[Numpy-discussion] CASTABLE flag

Mon Jan 7 14:51:21 EST 2008

On Monday 07 January 2008 02:13:56 pm Charles R Harris wrote:
> On Jan 7, 2008 12:00 PM, Travis E. Oliphant <oliphant at enthought.com> 
wrote:
> > Charles R Harris wrote:
> > > Hi All,
> > >
> > > I'm thinking that one way to make the automatic type conversion a
> > > bit safer to use would be to add a CASTABLE flag to arrays. Then
> > > we could write something like
> > >
> > > a[...] = typecast(b)
> > >
> > > where typecast returns a view of b with the CASTABLE flag set so
> > > that the assignment operator can check whether to implement the
> > > current behavior or to raise an error. Maybe this could even be
> > > part of the dtype scalar, although that might cause a lot of
> > > problems with the current default conversions. What do folks
> > > think?
> >
> > That is an interesting approach.    The issue raised of having to
> > convert lines of code that currently work (which does implicit
> > casting) would still be there (like ndimage), but it would not
> > cause unnecessary data copying, and would help with this complaint
> > (that I've heard before and have some sympathy towards).
> >
> > I'm intrigued.
>
> Maybe  we could also set a global flag, typesafe, that in the current
> Numpy version would default to false, giving current behavior, but
> could be set true to get the new behavior. Then when Numpy 1.1 comes
> out we could make the global default true. That way folks could keep
> the current code working until they are ready to use the typesafe
> feature.

I'm a bit confused as to which types of casting you are proposing to 
change.  As has been pointed out by several people, users very often 
_want_ to "lose information".  And as I pointed out, it is one of the 
reasons why we are all using numpy today as opposed to numeric!

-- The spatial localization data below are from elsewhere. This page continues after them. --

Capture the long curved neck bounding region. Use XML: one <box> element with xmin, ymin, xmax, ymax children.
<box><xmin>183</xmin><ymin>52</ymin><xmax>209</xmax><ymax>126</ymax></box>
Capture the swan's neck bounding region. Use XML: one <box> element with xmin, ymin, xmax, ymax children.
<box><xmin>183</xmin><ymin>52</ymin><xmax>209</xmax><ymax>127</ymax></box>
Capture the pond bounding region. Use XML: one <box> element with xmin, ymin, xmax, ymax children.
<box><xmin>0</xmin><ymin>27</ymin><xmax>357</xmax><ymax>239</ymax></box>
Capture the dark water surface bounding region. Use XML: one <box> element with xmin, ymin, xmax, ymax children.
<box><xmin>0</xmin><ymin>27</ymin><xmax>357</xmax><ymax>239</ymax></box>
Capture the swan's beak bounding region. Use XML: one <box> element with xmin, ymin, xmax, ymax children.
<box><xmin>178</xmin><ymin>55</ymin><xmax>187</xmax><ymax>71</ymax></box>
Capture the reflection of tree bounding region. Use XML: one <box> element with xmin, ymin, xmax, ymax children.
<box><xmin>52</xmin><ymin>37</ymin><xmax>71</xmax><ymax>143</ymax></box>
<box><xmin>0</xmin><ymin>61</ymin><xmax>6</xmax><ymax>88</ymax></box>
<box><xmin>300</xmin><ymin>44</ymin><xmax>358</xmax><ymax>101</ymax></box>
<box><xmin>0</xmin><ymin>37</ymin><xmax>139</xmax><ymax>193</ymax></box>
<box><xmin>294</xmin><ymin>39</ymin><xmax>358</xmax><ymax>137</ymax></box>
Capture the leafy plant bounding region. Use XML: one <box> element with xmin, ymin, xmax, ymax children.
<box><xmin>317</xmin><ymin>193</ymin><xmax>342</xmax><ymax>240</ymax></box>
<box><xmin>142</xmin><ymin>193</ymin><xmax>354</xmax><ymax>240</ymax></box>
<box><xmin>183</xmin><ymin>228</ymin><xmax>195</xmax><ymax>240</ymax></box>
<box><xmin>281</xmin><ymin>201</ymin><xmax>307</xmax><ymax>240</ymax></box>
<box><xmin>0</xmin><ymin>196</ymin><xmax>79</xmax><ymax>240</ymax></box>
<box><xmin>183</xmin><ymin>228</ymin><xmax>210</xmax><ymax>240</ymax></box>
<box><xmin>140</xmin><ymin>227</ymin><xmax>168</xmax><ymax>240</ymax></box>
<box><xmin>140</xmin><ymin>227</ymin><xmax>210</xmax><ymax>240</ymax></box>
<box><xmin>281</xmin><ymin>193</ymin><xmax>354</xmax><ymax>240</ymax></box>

I'd bet that the vast majority of the people on this list believe that 
the OPs problem of complex numbers being automatically cast into floats 
is a real problem.  Fine.  We should be able to raise an exception in 
that case.

However, two other very common cases of "lost information" are not 
obviously a problems, and are (for many of us) the _preferred_ actions.  
These examples are:

1.  Performing floating point math in higher precision, but casting to a 
lower-precision float if that float is on the lhs of the assignment.  
For example:

In [22]: a = arange(5, dtype=float32)

In [23]: a += arange(5.0)

In [24]: a
Out[24]: array([ 0.,  2.,  4.,  6.,  8.], dtype=float32)

To me, that is fantastic.  I've obviously explicitly requested that I 
want "a" to hold 32-bit floats.  And if I'm careful and use in-place 
math, I get 32-bit floats at the end (and no problems with large 
temporaries or memory doubling by an automatic cast to float64).

In [25]: a = a + arange(5.0)

In [26]: a
Out[26]: array([  0.,   3.,   6.,   9.,  12.])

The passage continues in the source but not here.